LAUSR

Abstract According to an earlier study, electrodialysis (ED) can efficiently separate most organic halogenated micropollutants from inorganic halogens (i.e., halides and oxyhalides) in water, with only a few micropollutants being poorly-recovered. To optimize the ED process and to gain in-depth knowledge of the mechanisms responsible for their low recoveries, this study designed some experiments to examine the fates and transports of three hard-to-separate organic halogen compounds. Results show that the dominant mechanism responsible for the loss of trichlorophenol (TCP) is migration and retention in the ion exchange membrane (IEM), the dominant mechanism for the loss of trichloroacetic acid (TCAA) is ion exchange with the IEM, and the dominant mechanism for the loss of trichloroacetonitrile (TCAN) is volatilization and chemical decomposition during the ED process.

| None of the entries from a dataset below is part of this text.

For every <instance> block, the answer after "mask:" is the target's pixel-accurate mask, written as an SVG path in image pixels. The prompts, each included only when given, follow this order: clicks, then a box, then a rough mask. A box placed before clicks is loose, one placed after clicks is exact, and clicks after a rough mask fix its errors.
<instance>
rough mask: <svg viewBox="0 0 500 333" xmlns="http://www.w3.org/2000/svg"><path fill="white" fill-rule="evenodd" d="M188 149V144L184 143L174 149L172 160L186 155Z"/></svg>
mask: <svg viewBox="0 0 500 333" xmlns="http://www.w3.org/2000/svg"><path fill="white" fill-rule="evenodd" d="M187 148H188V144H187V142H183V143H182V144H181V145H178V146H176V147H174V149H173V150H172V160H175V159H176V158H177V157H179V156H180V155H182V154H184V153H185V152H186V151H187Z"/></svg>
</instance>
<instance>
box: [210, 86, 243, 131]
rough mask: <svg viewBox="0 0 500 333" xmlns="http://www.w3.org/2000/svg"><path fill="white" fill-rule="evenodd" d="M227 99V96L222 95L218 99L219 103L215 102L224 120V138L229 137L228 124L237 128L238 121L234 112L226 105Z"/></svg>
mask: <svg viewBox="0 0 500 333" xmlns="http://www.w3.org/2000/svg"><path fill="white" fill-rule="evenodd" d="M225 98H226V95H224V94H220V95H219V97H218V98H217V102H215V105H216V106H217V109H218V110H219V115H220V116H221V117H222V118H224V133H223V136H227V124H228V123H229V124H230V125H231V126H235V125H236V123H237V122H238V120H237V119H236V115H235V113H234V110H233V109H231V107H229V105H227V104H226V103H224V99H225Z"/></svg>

Optimizing specific operating conditions (e.g., sealing, voltage, and membrane type, etc.) can improve recovery of these micropollutants to 70.4 ∼ 95.8% while maintaining 90.4 ∼ 99.5% removal of chloride. Even though TCAN underwent hydrolysis, we recovered 82.0% chlorine from TCAN and its hydrolytic products. These results may help not only better understand the fates and transports of organic micropollutants during the ED process, but also help facilitate application of electrodialysis technique for measuring total organic halogen.